My name is Melia Bonomo, and this summer I’ll be returning to the Laser Teaching Center as a mentor for the Simons/LTC Fellows. Last summer I was an REU Fellow and teamed up with Marissa to explore the intriguing properties of non-diffracting Bessel beams. My portion of the project dealt with creating Bessel beams using a 4-f spatial filtering method. Both during and after the REU program, I was fortunate enough to have several opportunities to give oral presentations on this research.

I recently graduated from Dickinson College (Carlisle, PA) magna cum laude with a B.S. in Physics and a minor in Italian. I received departmental honors for my senior research project, Analyzing the singularities of freezing sessile water droplets, and awards for both my major (the Kenneth L. Cashdollar prize in physics) and minor (The Northeast Conference on the Teaching of Foreign Languages award for Italian). Next year I’ll be interning as an English teaching assistant for a liceo scientifico (high school that specializes in science) in Lombardy, Italy. After this, I would like to attend graduate school to obtain at least a masters degree in physics, but quite possibly a doctorate as well. Either way, one career that I’ve considered is secondary school teaching; therefore the opportunities I have to work with high school students this summer in the LTC and during my internship next year will be especially valuable.
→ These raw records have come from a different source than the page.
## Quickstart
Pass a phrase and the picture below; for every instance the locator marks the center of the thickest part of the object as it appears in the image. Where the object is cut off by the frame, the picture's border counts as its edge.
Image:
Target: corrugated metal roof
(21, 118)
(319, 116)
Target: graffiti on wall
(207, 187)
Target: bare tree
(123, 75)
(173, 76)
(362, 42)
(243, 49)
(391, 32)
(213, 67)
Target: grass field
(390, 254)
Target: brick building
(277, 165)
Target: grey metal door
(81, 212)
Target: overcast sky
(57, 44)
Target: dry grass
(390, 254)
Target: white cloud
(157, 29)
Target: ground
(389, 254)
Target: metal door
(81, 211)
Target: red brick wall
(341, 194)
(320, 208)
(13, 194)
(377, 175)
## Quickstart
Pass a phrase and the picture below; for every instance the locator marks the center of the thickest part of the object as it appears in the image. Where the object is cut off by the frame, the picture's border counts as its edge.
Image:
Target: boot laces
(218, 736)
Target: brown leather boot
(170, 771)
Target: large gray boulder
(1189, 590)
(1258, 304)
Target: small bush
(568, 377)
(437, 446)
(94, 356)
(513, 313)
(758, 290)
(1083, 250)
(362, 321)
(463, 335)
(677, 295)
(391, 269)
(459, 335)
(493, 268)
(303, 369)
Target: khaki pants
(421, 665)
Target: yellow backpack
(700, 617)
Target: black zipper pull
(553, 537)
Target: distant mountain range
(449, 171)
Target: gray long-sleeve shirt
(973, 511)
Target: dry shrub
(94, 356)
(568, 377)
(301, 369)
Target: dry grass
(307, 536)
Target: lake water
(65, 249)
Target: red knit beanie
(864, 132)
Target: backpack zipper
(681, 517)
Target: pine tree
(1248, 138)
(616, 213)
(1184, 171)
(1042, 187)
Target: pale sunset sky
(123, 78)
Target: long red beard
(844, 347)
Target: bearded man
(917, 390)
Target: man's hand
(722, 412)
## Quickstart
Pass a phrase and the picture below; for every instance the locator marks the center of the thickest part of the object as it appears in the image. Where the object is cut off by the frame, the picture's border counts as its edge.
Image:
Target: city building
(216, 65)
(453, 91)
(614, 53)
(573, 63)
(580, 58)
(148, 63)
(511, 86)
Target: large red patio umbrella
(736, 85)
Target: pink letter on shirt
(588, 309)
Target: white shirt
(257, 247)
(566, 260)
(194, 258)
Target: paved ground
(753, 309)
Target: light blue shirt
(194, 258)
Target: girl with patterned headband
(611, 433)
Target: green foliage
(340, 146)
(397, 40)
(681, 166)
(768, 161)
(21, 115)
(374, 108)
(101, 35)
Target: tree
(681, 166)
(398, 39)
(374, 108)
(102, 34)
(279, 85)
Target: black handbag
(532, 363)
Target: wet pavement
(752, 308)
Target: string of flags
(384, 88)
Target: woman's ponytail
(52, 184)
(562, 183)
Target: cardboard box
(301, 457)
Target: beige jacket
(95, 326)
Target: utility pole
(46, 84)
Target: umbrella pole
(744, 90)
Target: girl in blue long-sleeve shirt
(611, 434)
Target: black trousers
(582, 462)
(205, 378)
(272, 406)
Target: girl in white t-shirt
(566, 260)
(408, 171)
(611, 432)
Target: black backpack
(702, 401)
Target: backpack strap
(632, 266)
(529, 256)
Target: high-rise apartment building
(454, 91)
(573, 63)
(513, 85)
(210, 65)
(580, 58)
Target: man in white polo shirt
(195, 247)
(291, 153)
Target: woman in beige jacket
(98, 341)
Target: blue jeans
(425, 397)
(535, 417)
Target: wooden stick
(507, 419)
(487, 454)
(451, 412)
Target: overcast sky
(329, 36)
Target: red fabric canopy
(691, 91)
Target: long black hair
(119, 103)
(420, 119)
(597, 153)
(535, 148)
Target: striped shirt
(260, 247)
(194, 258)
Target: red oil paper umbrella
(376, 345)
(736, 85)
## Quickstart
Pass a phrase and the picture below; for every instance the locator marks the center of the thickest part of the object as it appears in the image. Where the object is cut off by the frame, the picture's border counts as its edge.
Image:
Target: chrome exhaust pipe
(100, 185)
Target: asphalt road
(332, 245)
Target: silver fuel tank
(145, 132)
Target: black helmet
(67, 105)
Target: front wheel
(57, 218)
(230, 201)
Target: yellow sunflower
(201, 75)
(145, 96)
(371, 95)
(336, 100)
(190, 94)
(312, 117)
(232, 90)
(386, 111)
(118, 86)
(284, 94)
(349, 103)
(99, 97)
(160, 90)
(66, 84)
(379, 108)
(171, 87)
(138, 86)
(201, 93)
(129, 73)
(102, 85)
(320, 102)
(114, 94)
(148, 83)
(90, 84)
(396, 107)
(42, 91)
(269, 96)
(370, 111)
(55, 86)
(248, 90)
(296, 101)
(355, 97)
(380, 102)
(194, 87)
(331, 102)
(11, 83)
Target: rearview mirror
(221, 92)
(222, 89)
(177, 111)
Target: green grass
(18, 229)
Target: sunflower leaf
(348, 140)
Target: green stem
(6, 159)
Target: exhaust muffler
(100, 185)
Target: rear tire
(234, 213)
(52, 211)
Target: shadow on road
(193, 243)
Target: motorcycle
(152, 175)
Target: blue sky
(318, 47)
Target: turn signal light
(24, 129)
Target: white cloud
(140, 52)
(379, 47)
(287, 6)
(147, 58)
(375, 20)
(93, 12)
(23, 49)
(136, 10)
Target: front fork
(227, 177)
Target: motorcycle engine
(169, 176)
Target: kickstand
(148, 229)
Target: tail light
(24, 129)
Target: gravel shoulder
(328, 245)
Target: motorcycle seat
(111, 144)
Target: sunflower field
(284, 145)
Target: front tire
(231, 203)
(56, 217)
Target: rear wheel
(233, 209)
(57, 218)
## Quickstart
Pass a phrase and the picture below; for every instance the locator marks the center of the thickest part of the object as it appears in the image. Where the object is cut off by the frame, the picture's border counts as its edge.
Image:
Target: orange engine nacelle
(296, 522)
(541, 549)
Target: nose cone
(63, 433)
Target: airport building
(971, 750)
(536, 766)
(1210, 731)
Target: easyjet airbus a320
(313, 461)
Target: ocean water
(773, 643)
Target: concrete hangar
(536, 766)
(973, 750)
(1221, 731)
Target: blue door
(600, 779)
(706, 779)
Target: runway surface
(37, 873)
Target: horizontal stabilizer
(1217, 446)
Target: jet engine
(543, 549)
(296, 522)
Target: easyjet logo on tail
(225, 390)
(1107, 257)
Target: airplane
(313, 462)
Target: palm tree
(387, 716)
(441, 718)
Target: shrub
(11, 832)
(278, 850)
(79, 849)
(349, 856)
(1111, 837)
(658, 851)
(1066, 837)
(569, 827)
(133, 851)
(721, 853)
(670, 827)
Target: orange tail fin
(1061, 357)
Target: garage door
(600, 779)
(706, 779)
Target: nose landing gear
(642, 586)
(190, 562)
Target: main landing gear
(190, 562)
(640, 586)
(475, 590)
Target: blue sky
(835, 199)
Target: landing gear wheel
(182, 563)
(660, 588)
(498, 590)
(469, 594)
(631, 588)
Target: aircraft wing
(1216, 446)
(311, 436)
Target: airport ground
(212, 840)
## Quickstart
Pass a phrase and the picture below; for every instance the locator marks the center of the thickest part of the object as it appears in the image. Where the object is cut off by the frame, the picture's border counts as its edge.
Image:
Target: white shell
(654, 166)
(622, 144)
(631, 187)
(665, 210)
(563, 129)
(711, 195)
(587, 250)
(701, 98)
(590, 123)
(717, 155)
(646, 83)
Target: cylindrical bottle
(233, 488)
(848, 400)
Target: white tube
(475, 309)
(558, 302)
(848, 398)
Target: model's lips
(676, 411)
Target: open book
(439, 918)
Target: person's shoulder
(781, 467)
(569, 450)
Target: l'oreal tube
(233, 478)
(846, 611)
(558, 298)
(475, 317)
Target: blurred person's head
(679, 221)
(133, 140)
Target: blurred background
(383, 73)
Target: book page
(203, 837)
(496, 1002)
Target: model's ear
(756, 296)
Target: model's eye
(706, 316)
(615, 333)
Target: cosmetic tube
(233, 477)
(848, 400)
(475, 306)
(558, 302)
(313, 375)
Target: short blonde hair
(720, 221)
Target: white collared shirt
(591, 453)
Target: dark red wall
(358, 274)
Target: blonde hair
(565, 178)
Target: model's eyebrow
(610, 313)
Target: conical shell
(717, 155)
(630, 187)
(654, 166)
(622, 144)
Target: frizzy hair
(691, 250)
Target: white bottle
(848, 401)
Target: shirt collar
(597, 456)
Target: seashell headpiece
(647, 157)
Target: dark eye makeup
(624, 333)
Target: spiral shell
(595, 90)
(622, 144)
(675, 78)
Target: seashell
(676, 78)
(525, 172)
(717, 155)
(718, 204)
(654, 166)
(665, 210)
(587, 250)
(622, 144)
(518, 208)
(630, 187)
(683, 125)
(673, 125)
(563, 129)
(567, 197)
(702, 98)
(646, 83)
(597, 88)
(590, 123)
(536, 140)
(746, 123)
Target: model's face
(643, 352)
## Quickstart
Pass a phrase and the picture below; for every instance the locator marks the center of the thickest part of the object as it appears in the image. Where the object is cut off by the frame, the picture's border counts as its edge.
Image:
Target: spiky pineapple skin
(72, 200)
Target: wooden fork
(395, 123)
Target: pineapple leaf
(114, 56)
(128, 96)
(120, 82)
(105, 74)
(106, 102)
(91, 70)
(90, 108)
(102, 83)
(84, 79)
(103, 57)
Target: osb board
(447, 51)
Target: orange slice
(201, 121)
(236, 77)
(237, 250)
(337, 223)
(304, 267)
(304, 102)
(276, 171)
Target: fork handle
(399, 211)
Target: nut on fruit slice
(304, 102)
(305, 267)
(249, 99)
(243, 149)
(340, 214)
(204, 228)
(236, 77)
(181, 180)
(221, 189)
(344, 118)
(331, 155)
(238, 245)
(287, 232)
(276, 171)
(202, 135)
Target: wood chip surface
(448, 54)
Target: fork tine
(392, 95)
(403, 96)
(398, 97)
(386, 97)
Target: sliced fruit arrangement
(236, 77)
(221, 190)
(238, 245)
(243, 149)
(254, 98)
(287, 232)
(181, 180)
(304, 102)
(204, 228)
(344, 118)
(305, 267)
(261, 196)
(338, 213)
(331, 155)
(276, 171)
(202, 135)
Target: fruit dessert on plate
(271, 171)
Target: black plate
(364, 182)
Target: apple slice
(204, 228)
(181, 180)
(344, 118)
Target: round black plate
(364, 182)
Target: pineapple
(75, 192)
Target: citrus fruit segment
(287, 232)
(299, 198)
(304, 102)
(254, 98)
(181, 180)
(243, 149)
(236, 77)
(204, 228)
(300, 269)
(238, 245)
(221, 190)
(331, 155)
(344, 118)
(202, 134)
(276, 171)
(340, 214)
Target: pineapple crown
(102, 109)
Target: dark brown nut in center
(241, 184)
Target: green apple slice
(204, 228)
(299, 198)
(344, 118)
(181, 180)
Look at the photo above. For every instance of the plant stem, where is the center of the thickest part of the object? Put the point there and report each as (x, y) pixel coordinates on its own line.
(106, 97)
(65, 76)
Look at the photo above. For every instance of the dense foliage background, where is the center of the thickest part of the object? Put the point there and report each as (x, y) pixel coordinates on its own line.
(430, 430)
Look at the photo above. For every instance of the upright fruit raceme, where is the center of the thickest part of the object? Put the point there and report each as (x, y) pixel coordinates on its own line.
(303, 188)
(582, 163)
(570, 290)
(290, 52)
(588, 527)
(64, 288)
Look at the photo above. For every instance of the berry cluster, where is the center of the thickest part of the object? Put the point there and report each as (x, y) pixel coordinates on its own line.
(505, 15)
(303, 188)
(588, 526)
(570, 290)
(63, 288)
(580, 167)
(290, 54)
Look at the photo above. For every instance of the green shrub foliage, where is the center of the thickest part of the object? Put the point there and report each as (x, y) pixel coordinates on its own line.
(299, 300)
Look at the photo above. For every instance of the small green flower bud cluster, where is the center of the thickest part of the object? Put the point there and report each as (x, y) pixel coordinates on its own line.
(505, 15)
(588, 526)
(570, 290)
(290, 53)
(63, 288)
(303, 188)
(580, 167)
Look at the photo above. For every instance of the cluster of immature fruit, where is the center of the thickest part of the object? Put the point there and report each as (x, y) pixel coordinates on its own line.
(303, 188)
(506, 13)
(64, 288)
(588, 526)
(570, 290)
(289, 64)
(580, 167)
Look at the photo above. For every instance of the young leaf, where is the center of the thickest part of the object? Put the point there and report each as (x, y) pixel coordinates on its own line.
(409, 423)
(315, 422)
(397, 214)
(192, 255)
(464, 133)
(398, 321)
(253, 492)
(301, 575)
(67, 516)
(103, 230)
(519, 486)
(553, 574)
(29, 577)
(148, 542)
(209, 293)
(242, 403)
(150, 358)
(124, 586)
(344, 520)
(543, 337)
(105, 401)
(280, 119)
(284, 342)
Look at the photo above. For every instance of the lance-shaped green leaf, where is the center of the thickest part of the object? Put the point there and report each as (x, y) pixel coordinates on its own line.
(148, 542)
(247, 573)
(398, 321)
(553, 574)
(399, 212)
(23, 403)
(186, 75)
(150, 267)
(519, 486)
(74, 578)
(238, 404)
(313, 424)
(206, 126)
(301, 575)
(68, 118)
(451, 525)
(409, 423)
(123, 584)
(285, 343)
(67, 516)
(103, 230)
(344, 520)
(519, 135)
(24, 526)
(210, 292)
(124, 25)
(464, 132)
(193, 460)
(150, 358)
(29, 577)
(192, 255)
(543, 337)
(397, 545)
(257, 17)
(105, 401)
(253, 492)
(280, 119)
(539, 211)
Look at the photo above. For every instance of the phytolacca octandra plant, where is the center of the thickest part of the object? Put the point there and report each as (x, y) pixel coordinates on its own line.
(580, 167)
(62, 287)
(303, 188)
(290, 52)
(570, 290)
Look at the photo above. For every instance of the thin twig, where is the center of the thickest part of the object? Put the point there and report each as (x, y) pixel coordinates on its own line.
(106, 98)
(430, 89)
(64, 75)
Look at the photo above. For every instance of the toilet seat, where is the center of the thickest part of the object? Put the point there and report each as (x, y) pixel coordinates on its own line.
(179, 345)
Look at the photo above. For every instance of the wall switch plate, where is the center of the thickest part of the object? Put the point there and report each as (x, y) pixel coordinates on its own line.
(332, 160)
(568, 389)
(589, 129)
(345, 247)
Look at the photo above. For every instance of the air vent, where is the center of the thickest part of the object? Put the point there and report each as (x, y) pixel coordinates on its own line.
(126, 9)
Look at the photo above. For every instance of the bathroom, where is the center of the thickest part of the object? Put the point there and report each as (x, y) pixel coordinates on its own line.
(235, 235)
While packing for my stay out here on Long Island, I was looking through my old Bessel beam research notes and came across one particularly interesting annotation on a piece of scrap paper:

“Optical instruments can be used without more than a cursory knowledge of how they work, but a physicist should know more than this. He can then fully appreciate their limitations, can find the conditions under which they can be best used and, most important, may find ways of extending their use to problems that cannot be solved by conventional means.”

(Optical Physics, Lipson)

It’s a quote I had copied down while using that textbook last summer and then must have forgotten about, but I think it fits well with the philosophy and goals of the LTC. I’m very excited to be working here again and, furthermore, to be taking on this new mentoring role!